Horgan: A report in Journal of the American Medical Association recently found little difference between low-fat and low-carb diets and seemed to support the idea that any reduction in food will help reduce weight. Comment?

Taubes: This JAMA article, not surprisingly, also has serious methodological problems because it's more or less a comparison of dietary studies the likes of which I discuss above that are flawed both in how they were carried out and then in their interpretation. So first of all, this JAMA article is not actually comparing low-fat to low-carb diets so much as name diets to each other -- Atkins to Ornish to the Zone, etc. As such it's not addressing what I want to know and I'd argue we all want to know, which is what happens when we restrict carbohydrates -- or specifically, easily digestible carbohydrates and sugars -- and what happens if we don't and, say, only restrict dietary fats.

Second, the analysis only focuses on the effect of these diets (or being advised to consume these diets) on weight loss, not on heart disease or diabetes risk. Back when I wrote "What If It's All Been a Big Fat Lie" in the New York Times Magazine in 2002, the conventional thinking was that an Atkins-like, high fat, high saturated fat diet, was deadly because of the saturated fat content. (When you did your blog post in 2011, this also seemed to be the subtext.) Fear of saturated fat and high fat diets was the genesis of the paradigm that a low fat diet is inherently healthy and the reason why Atkins was considered a dangerous quack by the medical establishment ever since he published his book in the early 1970s. It's the reason why my 2002 article was so wildly controversial (to put it kindly).

So here it is a dozen years later, and the saturated-fat-will-kill-us argument isn't even raised in this JAMA article. Its only concern is whether one popular diet is more or less effective than other popular diets for weight loss. By the same token, when Annals published a meta-analysis in March by British researchers concluding that there was insufficient evidence to recommend restricting the saturated fat content of the diet, the criticism from the old guard -- the types of researchers and authorities who condemned my 2002 NYT Magazine article -- was along the lines of, "Sure, everyone knows that replacing saturated fat with refined grains and sugars is bad," and the debate was whether it might benefit us to replace saturated fat with polyunsaturated fat. So one of the exceedingly contentious points I had made back in 2002 had now become mainstream science and the bar had been raised to a debate about the SFA/PUFA trade-off.

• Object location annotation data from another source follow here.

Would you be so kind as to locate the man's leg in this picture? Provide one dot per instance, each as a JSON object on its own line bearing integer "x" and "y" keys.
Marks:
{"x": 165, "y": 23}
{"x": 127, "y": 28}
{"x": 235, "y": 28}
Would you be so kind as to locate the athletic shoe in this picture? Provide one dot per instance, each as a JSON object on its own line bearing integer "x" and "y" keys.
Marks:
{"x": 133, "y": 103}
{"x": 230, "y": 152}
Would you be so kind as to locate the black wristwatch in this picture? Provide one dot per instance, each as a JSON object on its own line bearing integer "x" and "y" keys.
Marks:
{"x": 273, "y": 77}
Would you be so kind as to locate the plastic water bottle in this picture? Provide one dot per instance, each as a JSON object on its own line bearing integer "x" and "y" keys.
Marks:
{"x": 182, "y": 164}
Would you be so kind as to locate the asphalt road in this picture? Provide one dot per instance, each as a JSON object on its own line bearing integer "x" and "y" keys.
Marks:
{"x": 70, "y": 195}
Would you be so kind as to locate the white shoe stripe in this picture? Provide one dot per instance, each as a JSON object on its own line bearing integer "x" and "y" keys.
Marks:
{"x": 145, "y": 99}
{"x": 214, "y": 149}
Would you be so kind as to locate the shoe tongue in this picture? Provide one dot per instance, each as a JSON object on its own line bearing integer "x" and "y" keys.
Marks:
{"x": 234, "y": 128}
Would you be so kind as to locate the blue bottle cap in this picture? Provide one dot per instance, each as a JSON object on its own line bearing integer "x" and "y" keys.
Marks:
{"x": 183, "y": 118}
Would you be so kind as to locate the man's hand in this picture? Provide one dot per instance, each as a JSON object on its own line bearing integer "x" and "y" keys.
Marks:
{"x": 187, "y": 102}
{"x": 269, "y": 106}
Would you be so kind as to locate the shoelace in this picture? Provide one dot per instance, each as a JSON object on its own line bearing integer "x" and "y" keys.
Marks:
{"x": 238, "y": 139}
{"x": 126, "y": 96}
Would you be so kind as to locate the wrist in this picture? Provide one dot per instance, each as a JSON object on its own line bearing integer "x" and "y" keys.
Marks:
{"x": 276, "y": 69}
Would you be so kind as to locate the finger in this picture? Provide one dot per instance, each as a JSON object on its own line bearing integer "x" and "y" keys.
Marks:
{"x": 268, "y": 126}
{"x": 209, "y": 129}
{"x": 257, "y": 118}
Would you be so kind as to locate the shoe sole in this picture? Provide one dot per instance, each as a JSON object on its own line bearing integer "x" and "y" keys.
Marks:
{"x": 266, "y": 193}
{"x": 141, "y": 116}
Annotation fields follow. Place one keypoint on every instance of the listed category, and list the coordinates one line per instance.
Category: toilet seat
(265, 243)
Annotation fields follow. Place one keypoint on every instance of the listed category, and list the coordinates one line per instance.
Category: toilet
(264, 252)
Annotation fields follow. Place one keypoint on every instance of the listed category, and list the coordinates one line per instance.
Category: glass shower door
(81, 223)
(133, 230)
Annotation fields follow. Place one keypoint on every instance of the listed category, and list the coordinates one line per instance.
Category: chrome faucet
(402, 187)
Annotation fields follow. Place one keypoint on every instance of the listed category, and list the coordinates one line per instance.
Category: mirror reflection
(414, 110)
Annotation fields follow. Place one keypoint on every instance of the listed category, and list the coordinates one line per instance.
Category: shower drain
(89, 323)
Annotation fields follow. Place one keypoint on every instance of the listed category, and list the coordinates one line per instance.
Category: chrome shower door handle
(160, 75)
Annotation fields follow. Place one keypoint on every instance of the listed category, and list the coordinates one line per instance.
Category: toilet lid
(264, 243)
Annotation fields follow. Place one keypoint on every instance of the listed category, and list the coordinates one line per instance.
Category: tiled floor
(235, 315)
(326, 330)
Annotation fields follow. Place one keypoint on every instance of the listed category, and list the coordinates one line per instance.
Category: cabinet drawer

And then, as I said, the JAMA meta-analysis began with a host of studies with the kinds of methodological problems I discussed above, and then compared them as though these problems didn't exist and didn't matter. I think it would have benefitted from being done by researchers who actually had clinical and research experience with obesity, which did not appear to be the case. But as I said, many to most obesity researchers tend not to pay attention to these issues. One who does, Dariush Mozaffarian, dean of the School of Nutrition Science at Tufts, did raise these issues to the Boston Globe in a discussion of this article: "In the JAMA meta-analysis looking at commercial diet plans, participants reduced how much they ate and also altered their diet composition, so it’s impossible to know what actually led to the weight loss." I think Mozaffarian hit the nail squarely here. Again, what's needed is for researchers to pay more attention to the variables they are and are not changing in these trials so better trials get done.